Hi,
I've done CUT&RUN for my target of interest in siSCR and siBRCA2 cells. I used SEACR for peak calling where the peaks were normalised to IgG using the stringent conditions and I got approx. 450 peaks for siSCR and 7500 peaks for siBRCA2 (after taking into consideration the peaks that overlap between 2 out of 3 replicates). I do expect my target of interest to be enriched in the siBRCA2 cells.
When I plot the metagene profile, I clearly see an enrichment of my signal at the TSS in the siBRCA2 cells compared to siSCR and this is also true when I visualise the bigwig files across several genes.
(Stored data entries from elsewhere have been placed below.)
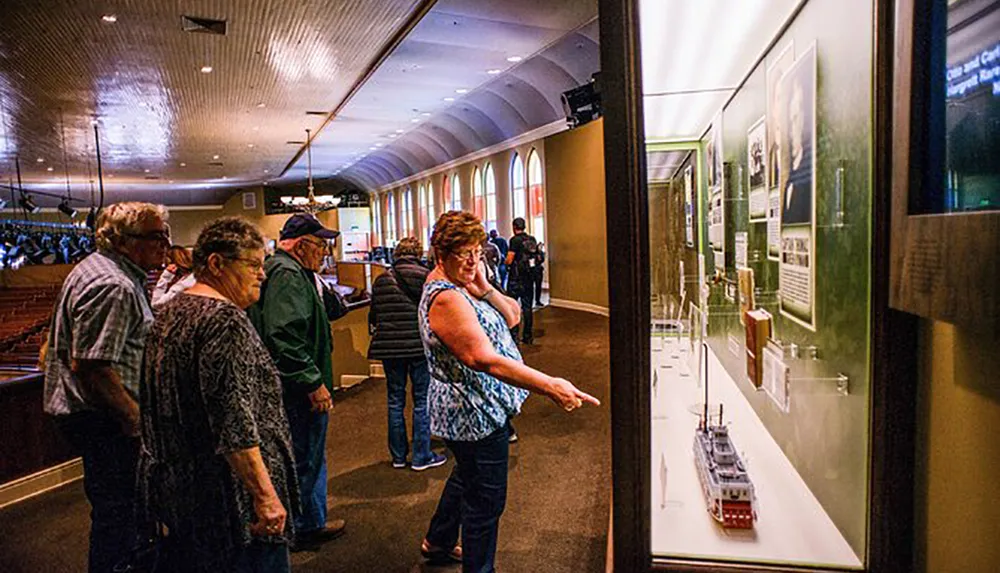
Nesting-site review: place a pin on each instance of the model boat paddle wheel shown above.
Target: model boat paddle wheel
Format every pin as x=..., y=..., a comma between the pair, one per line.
x=729, y=493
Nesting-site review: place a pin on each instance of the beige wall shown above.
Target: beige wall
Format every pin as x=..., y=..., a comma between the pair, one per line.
x=957, y=481
x=186, y=224
x=577, y=241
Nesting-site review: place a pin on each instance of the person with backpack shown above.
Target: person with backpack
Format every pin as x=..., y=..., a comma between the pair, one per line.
x=396, y=342
x=522, y=258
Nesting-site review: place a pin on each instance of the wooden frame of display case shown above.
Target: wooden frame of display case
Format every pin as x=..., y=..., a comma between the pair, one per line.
x=893, y=348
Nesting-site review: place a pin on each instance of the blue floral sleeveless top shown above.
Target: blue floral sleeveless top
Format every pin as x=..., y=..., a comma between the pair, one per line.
x=466, y=405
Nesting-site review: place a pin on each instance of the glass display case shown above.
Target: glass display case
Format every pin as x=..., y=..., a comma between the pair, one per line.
x=752, y=309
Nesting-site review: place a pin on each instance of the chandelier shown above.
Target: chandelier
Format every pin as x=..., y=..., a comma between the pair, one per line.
x=310, y=203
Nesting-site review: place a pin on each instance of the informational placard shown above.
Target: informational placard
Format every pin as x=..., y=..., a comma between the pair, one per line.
x=773, y=224
x=775, y=376
x=716, y=195
x=690, y=202
x=741, y=244
x=797, y=265
x=757, y=171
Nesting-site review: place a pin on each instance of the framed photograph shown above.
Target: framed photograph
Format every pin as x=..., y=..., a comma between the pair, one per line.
x=775, y=102
x=757, y=171
x=797, y=265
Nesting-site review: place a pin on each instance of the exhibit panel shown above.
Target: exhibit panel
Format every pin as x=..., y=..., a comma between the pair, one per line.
x=760, y=282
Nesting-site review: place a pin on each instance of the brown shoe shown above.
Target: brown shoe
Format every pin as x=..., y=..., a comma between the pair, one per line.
x=334, y=529
x=439, y=555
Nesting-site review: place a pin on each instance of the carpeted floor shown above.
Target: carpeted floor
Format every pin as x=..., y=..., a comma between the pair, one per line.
x=559, y=488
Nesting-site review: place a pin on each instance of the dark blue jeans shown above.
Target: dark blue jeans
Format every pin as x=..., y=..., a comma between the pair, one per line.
x=396, y=371
x=261, y=557
x=473, y=499
x=110, y=463
x=308, y=431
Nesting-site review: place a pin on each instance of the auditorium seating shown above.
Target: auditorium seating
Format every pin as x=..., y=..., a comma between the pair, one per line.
x=24, y=320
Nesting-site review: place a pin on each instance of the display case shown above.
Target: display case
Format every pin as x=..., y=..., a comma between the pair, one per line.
x=755, y=361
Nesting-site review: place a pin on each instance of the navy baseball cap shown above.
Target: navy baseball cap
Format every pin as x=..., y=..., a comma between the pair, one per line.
x=302, y=224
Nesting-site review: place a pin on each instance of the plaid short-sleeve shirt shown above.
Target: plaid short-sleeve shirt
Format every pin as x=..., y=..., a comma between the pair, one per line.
x=101, y=313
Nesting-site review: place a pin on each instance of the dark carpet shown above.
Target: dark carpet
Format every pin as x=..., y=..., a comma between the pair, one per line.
x=559, y=488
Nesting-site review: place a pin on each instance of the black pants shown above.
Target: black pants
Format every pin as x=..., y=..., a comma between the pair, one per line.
x=536, y=279
x=524, y=293
x=474, y=498
x=110, y=465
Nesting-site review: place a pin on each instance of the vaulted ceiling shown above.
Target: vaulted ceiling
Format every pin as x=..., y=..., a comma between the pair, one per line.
x=173, y=131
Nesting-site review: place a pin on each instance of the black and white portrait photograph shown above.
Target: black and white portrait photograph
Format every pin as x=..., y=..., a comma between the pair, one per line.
x=799, y=141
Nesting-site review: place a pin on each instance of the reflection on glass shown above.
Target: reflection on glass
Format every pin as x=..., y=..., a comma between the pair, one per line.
x=972, y=108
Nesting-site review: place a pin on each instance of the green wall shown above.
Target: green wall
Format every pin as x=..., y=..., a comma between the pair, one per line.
x=825, y=435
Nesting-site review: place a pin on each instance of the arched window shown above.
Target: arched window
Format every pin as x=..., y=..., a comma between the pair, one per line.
x=431, y=215
x=390, y=213
x=456, y=193
x=490, y=181
x=408, y=212
x=478, y=200
x=422, y=214
x=446, y=193
x=536, y=191
x=517, y=197
x=377, y=221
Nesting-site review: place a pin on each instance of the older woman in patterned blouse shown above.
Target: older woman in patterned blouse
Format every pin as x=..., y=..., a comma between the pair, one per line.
x=217, y=465
x=478, y=382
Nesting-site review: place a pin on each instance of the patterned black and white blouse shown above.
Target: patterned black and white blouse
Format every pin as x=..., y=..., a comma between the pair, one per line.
x=210, y=388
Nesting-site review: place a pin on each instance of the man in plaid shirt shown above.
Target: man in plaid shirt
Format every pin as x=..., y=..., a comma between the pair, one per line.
x=92, y=369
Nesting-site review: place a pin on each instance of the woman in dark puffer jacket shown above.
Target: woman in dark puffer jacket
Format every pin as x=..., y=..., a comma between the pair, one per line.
x=396, y=342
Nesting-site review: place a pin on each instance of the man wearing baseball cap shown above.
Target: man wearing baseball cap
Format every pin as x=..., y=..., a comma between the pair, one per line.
x=292, y=321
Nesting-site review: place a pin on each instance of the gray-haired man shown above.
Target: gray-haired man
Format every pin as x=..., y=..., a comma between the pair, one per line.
x=96, y=343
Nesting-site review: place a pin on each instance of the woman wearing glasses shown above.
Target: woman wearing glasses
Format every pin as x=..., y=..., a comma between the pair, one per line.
x=217, y=466
x=478, y=383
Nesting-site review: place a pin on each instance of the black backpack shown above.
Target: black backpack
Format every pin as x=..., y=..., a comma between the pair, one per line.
x=530, y=256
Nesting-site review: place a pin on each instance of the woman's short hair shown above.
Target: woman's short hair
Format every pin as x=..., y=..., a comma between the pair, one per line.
x=180, y=256
x=407, y=247
x=228, y=237
x=454, y=230
x=116, y=222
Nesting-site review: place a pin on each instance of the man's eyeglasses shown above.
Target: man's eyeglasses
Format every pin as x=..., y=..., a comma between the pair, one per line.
x=469, y=255
x=254, y=265
x=157, y=236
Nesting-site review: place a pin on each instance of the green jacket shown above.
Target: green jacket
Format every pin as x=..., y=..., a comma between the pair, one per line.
x=292, y=322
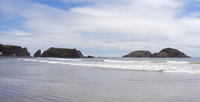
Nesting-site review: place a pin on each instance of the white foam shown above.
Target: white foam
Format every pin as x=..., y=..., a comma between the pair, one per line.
x=162, y=66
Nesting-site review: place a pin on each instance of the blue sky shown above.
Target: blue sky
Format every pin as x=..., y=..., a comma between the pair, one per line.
x=102, y=27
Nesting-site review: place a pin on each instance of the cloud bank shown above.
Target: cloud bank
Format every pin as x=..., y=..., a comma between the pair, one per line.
x=101, y=26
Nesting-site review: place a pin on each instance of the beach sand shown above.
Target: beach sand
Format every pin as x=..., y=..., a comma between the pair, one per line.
x=42, y=82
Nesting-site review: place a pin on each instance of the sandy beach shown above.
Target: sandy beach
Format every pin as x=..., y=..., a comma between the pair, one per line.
x=23, y=81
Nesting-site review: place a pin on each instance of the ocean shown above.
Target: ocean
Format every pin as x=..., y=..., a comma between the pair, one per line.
x=99, y=80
The issue is when I want to plot the distribution of the peaks across the different genomic features (promoters, 5'UTR, 3'UTR, exon, intron, etc.), I see that the majority of the peaks are at the promoters, however, the percentage of peaks in the promoter region is slightly lower in the siBRCA2 cells compared to the siSCR cells.
The question is:
- How do I assess that this is significant? It is 91.5% in siSCR and 88.9% in siBRCA2. Should I do this with the individual replicate files?
- Is this an accurate way to represent it? Or am I misinterpreting / missing out on something in my interpretation of the data?
I would highly appreciate your help.
Thank you.
If I understand correctly, you see increased signal at TSS sites compared to control (taller peaks in browser). However, 92% of the 450 siSCR peaks are in TSS and 88.9% of the 7500 peaks are in siBRCA2 peaks are in TSS.
I wouldn't focus on this slight difference and instead just conclude promoters are bound in both conditions, but the overall level of binding is greater in siBRCA2. You can consider differential binding analysis. See to get started, Using featureCounts and DESeq2 to look at differences between ATAC-seq conditions.
With such an increase, I may expect protein expression increased too which could be cool to show.